1. Transcribe (Whisper or similar)
2. Names and places are the critical data — flag anything unclear
3. Extract to YAMLs, source as `oral: "Name, date, via voice message"`
4. Confidence: `medium` — upgrade to `high` only with document confirmation

---

## Online Research, Human-in-the-Loop & Regional Patterns

For detailed guidance on these topics, load the reference files:

- **`references/online-research-and-hitl.md`** — FamilySearch API, Ancestry, Geneanet, other databases, blog research, surname distribution, human-in-the-loop protocols, civil registry request guidance, question templates for relatives
- **`references/sensitivity-and-regions.md`** — Research patterns by origin (Italian, Portuguese, Spanish, Polish, German, Japanese, African ancestry), name variation tables, confidence levels, conflict resolution, privacy rules, the "Immigration Wall" strategy, GEDCOM integration

---

## Quick Reference: Starting Checklist

For a new person added to the research:

```
□ Create YAML with all known information + flags
□ Process any existing documents for this person
□ Search FamilySearch tree (name + dates)
□ Search FamilySearch historical records (name + place)
□ Web search: "[full name]" "[city]" — blogs, obituaries
□ Check surname distribution (Forebears.io)
□ Prepare questions for living relatives
□ Update journal + TODO
```

## Quick Reference: Priority Order

1. **Direct ancestors first** (parents → grandparents → great-grandparents)
2. **Documents in hand** — always process what you have
3. **Elderly relatives** — their memories are disappearing; interview NOW
4. **Immigration records** — they bridge continents
5. **Marriage certificates** — name parents of BOTH spouses
6. **FamilySearch tree** — quick wins, but verify everything
7. **Online records** — targeted queries by name + place + date
8. **Civil registry requests** — slower, but primary sources
9. **Overseas archives** — deep dive after you know where to look
10. **DNA testing** — when paper trails run cold

---

## Common Pitfalls

1. **Context window**: Large PDFs blow up context.
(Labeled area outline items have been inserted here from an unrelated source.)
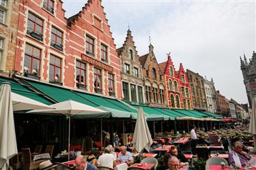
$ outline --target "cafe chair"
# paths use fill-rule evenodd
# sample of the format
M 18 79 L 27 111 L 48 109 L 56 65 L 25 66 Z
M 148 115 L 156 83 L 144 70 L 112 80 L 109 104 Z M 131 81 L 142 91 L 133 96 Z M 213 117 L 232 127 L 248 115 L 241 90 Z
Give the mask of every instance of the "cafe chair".
M 31 160 L 31 154 L 30 152 L 30 149 L 22 148 L 23 152 L 23 160 L 21 163 L 21 169 L 23 170 L 31 170 L 39 168 L 39 165 L 44 162 L 45 160 L 40 160 L 34 163 Z
M 34 153 L 41 153 L 41 150 L 42 148 L 42 145 L 36 145 L 35 146 L 35 149 L 33 150 Z
M 63 163 L 55 162 L 54 163 L 55 165 L 57 165 L 56 170 L 70 170 L 73 169 L 73 168 L 70 167 L 68 165 L 66 165 Z
M 211 151 L 211 154 L 226 154 L 227 152 L 225 150 L 212 150 Z
M 99 166 L 97 167 L 98 170 L 114 170 L 113 168 L 110 168 L 108 167 L 102 167 L 102 166 Z
M 229 163 L 225 158 L 218 157 L 208 158 L 206 161 L 205 169 L 210 169 L 210 165 L 221 165 L 221 163 L 224 163 L 225 165 L 229 165 Z
M 46 146 L 46 148 L 45 148 L 45 153 L 48 153 L 51 158 L 52 158 L 53 148 L 54 146 Z
M 153 157 L 147 157 L 141 160 L 141 163 L 154 163 L 155 165 L 154 169 L 156 170 L 156 167 L 158 165 L 158 160 Z

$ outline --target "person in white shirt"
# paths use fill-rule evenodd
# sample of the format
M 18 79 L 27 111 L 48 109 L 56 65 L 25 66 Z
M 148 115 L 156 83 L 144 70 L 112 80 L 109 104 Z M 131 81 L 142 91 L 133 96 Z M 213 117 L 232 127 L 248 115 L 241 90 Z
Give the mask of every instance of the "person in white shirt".
M 113 169 L 113 167 L 115 167 L 116 158 L 111 152 L 111 150 L 109 148 L 109 147 L 106 147 L 104 151 L 104 154 L 100 156 L 98 160 L 98 167 L 106 167 L 112 169 Z
M 191 152 L 193 155 L 196 154 L 195 148 L 197 147 L 197 134 L 195 133 L 195 129 L 197 127 L 193 125 L 192 126 L 192 129 L 190 131 L 190 136 L 191 136 Z

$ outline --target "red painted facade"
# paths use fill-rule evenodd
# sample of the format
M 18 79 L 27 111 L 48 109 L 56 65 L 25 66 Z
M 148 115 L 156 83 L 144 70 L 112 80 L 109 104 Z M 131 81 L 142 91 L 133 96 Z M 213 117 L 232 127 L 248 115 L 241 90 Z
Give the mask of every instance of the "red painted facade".
M 62 3 L 60 0 L 20 3 L 15 71 L 121 99 L 120 59 L 101 1 L 89 0 L 68 19 Z
M 171 56 L 167 62 L 159 64 L 165 75 L 167 100 L 169 108 L 193 109 L 190 84 L 182 63 L 175 71 Z

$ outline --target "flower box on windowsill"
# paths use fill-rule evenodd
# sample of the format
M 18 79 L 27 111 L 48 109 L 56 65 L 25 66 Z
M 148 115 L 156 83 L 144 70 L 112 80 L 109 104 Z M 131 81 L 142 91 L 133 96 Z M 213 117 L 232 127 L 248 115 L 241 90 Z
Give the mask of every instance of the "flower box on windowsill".
M 52 84 L 55 84 L 59 85 L 59 86 L 63 86 L 63 83 L 61 82 L 59 82 L 59 81 L 55 80 L 55 81 L 50 81 L 49 82 L 52 83 Z
M 109 95 L 110 96 L 115 97 L 115 92 L 109 92 Z
M 43 40 L 43 38 L 42 38 L 42 33 L 37 33 L 37 32 L 33 32 L 33 31 L 27 31 L 27 33 L 29 34 L 33 38 L 35 38 L 36 39 L 38 39 L 39 41 L 42 41 Z
M 63 51 L 63 45 L 61 44 L 54 44 L 53 46 L 58 50 Z
M 101 88 L 94 88 L 94 91 L 97 93 L 100 93 L 100 94 L 103 94 L 102 93 L 102 89 Z
M 83 84 L 76 83 L 76 87 L 79 89 L 86 90 L 86 85 Z

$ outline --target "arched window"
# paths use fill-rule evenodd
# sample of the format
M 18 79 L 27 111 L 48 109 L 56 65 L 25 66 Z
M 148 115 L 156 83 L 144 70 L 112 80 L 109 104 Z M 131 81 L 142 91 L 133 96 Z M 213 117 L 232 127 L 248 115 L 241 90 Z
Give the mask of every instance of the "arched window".
M 178 92 L 177 84 L 177 82 L 176 81 L 174 81 L 174 88 L 175 88 L 175 91 Z
M 175 107 L 174 96 L 171 94 L 171 107 Z
M 180 108 L 180 98 L 178 95 L 176 95 L 176 103 L 177 103 L 177 108 Z
M 173 67 L 171 66 L 170 66 L 169 70 L 170 70 L 170 75 L 171 77 L 173 77 Z
M 133 52 L 132 50 L 129 50 L 129 58 L 132 60 L 133 60 Z
M 156 71 L 155 68 L 153 68 L 153 70 L 152 70 L 152 77 L 153 77 L 153 79 L 154 80 L 156 79 Z
M 169 80 L 169 89 L 171 91 L 173 90 L 173 82 L 171 82 L 171 80 L 170 79 Z

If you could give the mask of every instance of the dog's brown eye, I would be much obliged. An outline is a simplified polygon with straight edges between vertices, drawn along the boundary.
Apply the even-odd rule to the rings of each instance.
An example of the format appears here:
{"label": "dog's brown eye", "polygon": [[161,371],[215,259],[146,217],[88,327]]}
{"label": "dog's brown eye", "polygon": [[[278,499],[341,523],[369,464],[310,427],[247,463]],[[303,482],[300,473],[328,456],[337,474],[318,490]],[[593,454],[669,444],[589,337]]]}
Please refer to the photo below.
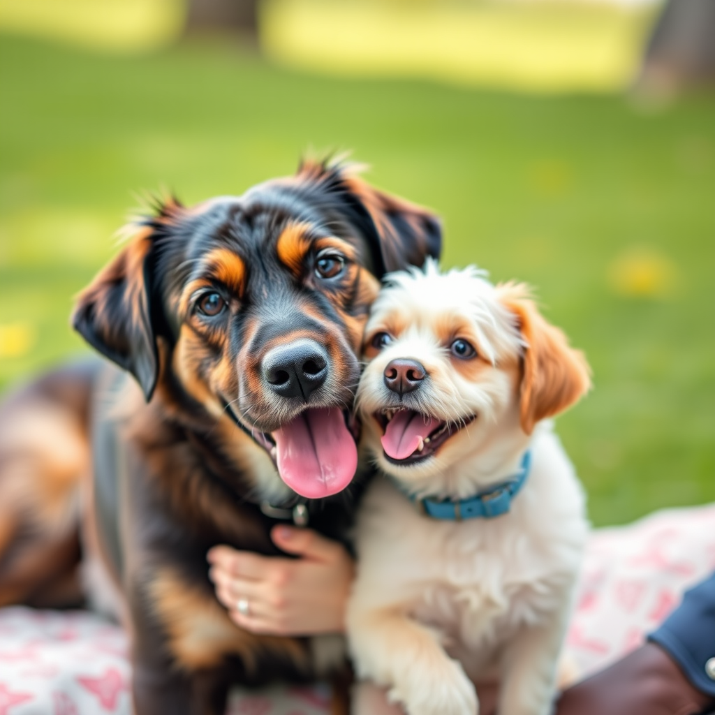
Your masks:
{"label": "dog's brown eye", "polygon": [[207,293],[199,299],[197,305],[201,312],[208,315],[209,317],[212,317],[223,310],[226,302],[218,293]]}
{"label": "dog's brown eye", "polygon": [[376,333],[375,337],[373,338],[370,345],[373,347],[377,347],[378,350],[381,350],[383,347],[386,347],[393,342],[392,336],[389,332],[378,332]]}
{"label": "dog's brown eye", "polygon": [[477,351],[466,340],[463,340],[461,338],[455,340],[449,349],[452,355],[461,358],[462,360],[469,360],[477,354]]}
{"label": "dog's brown eye", "polygon": [[342,256],[330,255],[322,256],[315,262],[315,273],[319,278],[335,278],[345,267]]}

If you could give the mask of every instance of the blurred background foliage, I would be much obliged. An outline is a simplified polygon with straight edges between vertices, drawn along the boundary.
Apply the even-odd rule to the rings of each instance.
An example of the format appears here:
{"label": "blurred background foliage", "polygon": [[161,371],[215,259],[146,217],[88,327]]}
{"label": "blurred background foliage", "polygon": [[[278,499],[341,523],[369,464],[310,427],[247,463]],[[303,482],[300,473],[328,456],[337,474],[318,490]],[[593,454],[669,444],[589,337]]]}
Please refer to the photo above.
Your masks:
{"label": "blurred background foliage", "polygon": [[265,0],[236,33],[178,0],[0,0],[0,386],[84,350],[72,297],[142,192],[352,149],[442,214],[445,264],[533,284],[585,350],[559,431],[596,523],[715,499],[715,97],[626,91],[660,10]]}

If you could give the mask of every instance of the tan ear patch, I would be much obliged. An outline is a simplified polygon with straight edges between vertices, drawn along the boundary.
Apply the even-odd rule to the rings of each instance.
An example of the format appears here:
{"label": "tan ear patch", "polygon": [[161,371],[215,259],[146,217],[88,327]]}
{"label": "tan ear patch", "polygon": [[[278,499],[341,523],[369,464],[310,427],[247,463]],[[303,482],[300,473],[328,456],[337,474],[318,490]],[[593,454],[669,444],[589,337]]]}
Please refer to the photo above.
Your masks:
{"label": "tan ear patch", "polygon": [[497,286],[499,299],[516,317],[526,345],[520,390],[522,429],[531,434],[541,420],[568,409],[591,388],[591,368],[559,328],[538,312],[523,284]]}

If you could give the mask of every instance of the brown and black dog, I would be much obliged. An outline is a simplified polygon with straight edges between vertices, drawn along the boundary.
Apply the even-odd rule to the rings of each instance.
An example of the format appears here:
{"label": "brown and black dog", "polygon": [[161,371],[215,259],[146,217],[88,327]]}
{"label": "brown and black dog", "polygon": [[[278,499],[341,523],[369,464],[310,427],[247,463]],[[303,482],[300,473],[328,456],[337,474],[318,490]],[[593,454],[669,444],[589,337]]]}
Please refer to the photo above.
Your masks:
{"label": "brown and black dog", "polygon": [[335,638],[234,625],[206,553],[277,553],[290,510],[345,538],[368,311],[383,273],[440,242],[428,211],[315,162],[140,221],[73,317],[122,370],[67,368],[0,408],[0,605],[67,596],[83,512],[89,590],[131,631],[137,715],[222,713],[232,682],[338,667]]}

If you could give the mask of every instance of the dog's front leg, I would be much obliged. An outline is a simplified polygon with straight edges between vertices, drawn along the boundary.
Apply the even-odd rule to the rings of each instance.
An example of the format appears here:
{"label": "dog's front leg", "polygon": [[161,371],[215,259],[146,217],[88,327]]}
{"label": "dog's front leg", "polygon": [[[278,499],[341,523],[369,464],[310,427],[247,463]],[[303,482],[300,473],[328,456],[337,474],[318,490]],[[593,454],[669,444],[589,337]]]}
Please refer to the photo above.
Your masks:
{"label": "dog's front leg", "polygon": [[393,611],[353,611],[348,618],[359,676],[389,689],[390,699],[402,703],[408,715],[476,715],[474,686],[435,633]]}
{"label": "dog's front leg", "polygon": [[501,660],[499,715],[548,715],[556,686],[556,668],[570,609],[566,606],[536,626],[524,627]]}
{"label": "dog's front leg", "polygon": [[229,681],[222,669],[184,674],[135,659],[134,715],[224,715]]}

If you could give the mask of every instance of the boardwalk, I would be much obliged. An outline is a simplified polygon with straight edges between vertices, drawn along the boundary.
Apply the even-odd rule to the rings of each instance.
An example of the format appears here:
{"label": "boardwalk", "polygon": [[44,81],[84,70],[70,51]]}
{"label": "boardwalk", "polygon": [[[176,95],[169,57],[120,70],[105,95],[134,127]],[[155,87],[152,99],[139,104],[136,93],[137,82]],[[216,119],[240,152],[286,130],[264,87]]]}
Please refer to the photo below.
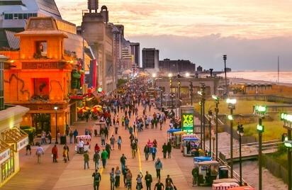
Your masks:
{"label": "boardwalk", "polygon": [[[152,109],[152,113],[157,111]],[[122,115],[120,114],[120,118]],[[139,109],[139,116],[142,114],[142,108]],[[148,113],[147,114],[150,114]],[[151,113],[152,114],[152,113]],[[133,123],[133,118],[130,118],[130,124]],[[76,123],[74,128],[77,128],[79,134],[84,134],[84,128],[89,127],[94,121],[89,121],[88,123],[81,121]],[[123,127],[120,127],[118,135],[122,137],[123,144],[121,150],[115,150],[111,153],[111,159],[108,160],[105,169],[101,169],[102,173],[100,189],[110,189],[109,172],[111,167],[120,166],[120,157],[122,153],[125,153],[128,158],[126,165],[129,167],[133,174],[133,188],[135,186],[135,177],[141,170],[145,175],[145,171],[149,171],[153,177],[153,184],[157,181],[155,170],[154,162],[152,160],[145,161],[143,154],[143,147],[150,138],[151,140],[156,139],[158,142],[157,156],[160,157],[163,164],[162,170],[162,180],[164,182],[164,179],[167,174],[172,178],[174,184],[178,189],[211,189],[210,187],[192,187],[191,186],[191,169],[193,167],[193,158],[183,157],[179,149],[173,149],[172,159],[163,159],[162,146],[167,142],[167,130],[169,126],[169,121],[164,125],[162,130],[157,129],[145,129],[137,135],[139,138],[138,156],[135,159],[132,159],[129,133]],[[113,128],[111,128],[109,134],[113,133]],[[110,136],[110,135],[109,135]],[[115,135],[117,139],[118,135]],[[100,145],[99,137],[93,137],[91,146],[95,143]],[[91,160],[89,161],[89,169],[84,170],[83,168],[83,156],[73,152],[73,145],[69,145],[72,159],[67,163],[62,162],[59,158],[58,163],[52,163],[51,157],[52,145],[45,145],[45,154],[40,164],[36,163],[36,157],[33,154],[31,156],[26,156],[23,150],[21,152],[21,171],[1,189],[93,189],[93,179],[91,174],[94,172],[94,167],[92,161],[93,151],[89,153]],[[61,156],[62,145],[59,145],[59,157]],[[34,153],[34,152],[33,152]],[[121,179],[123,177],[121,177]],[[154,184],[152,184],[154,186]],[[145,186],[145,184],[144,184]],[[121,181],[120,187],[118,189],[125,189]]]}

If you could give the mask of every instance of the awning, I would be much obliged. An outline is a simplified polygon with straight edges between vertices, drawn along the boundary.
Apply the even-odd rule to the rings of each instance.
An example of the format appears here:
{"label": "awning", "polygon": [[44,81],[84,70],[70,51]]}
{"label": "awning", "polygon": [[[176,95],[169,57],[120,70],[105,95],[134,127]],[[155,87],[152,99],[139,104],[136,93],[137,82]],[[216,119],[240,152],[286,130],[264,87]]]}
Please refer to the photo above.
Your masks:
{"label": "awning", "polygon": [[1,133],[3,140],[7,144],[16,144],[16,150],[19,151],[28,144],[28,136],[21,129],[13,128]]}

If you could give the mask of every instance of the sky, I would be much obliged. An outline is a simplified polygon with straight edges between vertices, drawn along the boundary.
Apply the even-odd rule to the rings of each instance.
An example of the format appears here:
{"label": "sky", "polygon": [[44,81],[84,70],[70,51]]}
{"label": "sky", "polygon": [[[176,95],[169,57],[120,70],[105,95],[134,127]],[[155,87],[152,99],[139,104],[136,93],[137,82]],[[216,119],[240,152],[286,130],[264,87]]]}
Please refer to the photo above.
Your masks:
{"label": "sky", "polygon": [[[55,0],[63,19],[81,24],[86,0]],[[159,50],[159,60],[190,60],[222,70],[292,70],[292,0],[99,0],[125,38]]]}

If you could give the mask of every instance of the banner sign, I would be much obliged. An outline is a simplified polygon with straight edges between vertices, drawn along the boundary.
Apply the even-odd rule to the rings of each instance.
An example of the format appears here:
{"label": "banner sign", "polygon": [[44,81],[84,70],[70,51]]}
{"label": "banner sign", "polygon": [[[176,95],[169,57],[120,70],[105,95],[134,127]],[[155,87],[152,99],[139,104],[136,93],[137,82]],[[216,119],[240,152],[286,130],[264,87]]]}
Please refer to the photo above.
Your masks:
{"label": "banner sign", "polygon": [[19,151],[23,147],[26,147],[27,145],[28,145],[28,137],[26,137],[23,140],[17,142],[17,151]]}
{"label": "banner sign", "polygon": [[10,149],[8,148],[0,153],[0,164],[9,160],[10,157]]}
{"label": "banner sign", "polygon": [[182,113],[182,131],[187,134],[193,134],[193,113]]}

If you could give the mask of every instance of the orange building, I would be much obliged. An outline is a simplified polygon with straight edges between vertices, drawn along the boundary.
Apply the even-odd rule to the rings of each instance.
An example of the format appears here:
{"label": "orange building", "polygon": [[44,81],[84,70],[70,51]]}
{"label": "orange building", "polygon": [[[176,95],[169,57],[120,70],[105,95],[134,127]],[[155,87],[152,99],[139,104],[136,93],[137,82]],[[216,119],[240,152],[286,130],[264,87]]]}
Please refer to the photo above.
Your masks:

Process page by page.
2. **N+1 requests**: Don't make N follow-up API calls. Batch-fetch.
3. **Name spelling rabbit holes**: Check 2-3 variants, then move on.
4. **Trusting FamilySearch tree blindly**: Check Sources tab. No source = unverified.
5. **Forgetting to journal**: You'll need to explain WHY you concluded something.
6. **Over-researching one branch**: Switch branches when stuck.
7. **Ignoring witnesses/godparents**: They're often relatives. They're leads.
8. **Not saving web pages**: Blogs disappear. Save content immediately.